Marquette University’s administration appears to be unfamiliar with its own faculty handbook, because it’s denying that conservative professor John McAdams has been “suspended.”

Without saying why, the university relieved McAdams of teaching duties and banned him from campus while still paying him. That action followed the professor’s outing of a younger colleague who muzzled a student from talking about gay marriage in class.

A spokesman told the Milwaukee Journal-Sentinel that McAdams wasn’t “suspended” because the school is still paying him. He’s apparently accused of “behaving in an overtly discourteous, abusive or disrespectful manner toward a student” – the graduate teaching instructor whom he blogged about.

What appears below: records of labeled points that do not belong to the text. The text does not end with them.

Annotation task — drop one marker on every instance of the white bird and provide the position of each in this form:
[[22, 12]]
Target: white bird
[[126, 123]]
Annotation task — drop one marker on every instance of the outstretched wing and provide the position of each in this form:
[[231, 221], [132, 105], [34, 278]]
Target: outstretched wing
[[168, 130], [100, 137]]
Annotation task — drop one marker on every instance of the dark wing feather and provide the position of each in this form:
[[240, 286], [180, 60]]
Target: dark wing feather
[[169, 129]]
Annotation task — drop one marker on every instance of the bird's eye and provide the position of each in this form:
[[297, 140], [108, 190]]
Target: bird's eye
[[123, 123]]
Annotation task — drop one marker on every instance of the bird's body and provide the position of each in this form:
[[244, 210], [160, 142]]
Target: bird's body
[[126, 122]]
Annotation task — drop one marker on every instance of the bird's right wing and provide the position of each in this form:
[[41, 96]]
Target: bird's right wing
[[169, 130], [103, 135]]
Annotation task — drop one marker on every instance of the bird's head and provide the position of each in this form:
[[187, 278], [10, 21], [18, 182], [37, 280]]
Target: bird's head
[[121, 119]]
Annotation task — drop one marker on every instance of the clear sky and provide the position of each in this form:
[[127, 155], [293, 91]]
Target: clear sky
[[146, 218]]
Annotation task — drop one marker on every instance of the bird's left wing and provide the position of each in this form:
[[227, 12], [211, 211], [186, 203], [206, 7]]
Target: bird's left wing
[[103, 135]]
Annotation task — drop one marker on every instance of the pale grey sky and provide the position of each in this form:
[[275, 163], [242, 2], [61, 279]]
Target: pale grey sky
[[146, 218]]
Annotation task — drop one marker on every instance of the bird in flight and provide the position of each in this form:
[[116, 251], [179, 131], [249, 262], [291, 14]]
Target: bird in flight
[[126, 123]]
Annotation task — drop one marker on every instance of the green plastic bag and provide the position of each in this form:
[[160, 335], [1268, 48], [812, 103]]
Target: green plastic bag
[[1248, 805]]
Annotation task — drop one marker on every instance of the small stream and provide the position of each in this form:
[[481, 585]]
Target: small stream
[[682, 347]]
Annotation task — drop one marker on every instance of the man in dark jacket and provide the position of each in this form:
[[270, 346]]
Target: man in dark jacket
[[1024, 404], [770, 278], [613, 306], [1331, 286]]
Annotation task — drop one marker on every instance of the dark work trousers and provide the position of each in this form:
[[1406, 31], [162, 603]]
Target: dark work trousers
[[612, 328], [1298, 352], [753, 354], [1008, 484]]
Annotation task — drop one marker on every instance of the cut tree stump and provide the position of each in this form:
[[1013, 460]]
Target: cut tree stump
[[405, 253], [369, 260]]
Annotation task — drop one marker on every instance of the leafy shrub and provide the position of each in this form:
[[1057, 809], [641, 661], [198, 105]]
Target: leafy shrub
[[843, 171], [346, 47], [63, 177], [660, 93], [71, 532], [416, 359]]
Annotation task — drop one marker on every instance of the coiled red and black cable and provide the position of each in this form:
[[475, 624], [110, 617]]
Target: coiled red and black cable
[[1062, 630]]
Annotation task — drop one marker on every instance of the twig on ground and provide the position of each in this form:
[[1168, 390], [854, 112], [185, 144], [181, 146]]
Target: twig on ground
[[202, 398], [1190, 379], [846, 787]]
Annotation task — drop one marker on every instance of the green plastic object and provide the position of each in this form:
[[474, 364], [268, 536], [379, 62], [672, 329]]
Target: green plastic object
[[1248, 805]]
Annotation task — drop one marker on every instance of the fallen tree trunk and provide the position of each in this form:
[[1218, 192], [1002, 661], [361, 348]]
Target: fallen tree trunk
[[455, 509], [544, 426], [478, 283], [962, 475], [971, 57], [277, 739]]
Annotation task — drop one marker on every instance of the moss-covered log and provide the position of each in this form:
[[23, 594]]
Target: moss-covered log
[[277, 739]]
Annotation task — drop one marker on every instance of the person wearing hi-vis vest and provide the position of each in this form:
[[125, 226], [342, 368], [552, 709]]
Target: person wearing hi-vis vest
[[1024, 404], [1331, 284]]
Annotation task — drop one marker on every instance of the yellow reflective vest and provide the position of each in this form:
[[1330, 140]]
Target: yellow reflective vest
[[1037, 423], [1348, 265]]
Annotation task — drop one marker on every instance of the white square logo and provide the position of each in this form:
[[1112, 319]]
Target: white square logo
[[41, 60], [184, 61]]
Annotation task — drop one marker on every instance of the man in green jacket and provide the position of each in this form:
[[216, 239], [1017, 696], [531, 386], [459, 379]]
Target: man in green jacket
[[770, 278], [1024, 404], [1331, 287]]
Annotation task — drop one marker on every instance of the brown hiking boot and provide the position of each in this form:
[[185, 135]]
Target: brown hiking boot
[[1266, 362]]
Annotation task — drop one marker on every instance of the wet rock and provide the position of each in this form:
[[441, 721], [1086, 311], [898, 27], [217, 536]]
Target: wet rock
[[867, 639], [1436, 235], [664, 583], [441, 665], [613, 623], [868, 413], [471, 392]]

The problem is the faculty handbook explicitly provides for suspensions with pay, as the Foundation for Individual Rights in Education (FIRE) notes. McAdams’ legal counsel has asked the school what his status is, precisely:

More fundamentally, if Dr. McAdams has not been “suspended,” what has happened to him? The University now says he is “under review”—a status that does not appear anywhere in the Faculty Statutes. While the University certainly ought to be able to investigate allegations against a faculty member, it would no doubt come as a surprise to tenured faculty that they may have their classes summarily cancelled and be banned from campus and from contact with their colleagues without any of the due process that the University has promised them.

FIRE calls BS on the school’s rationale for reviewing McAdams, whether it’s a suspension or not:

[E]ven when a student has willingly taken on the duties of a university employee and teacher and thus committed herself to upholding Marquette’s promises to its students, she can shield herself from criticism simply by claiming that it was “disrespectful.” While it is fine for Marquette to encourage professors to support and mentor students, the university cannot place such vague and broad restrictions on faculty speech simply because it is about a student instructor without compromising its commitment to freedom of speech.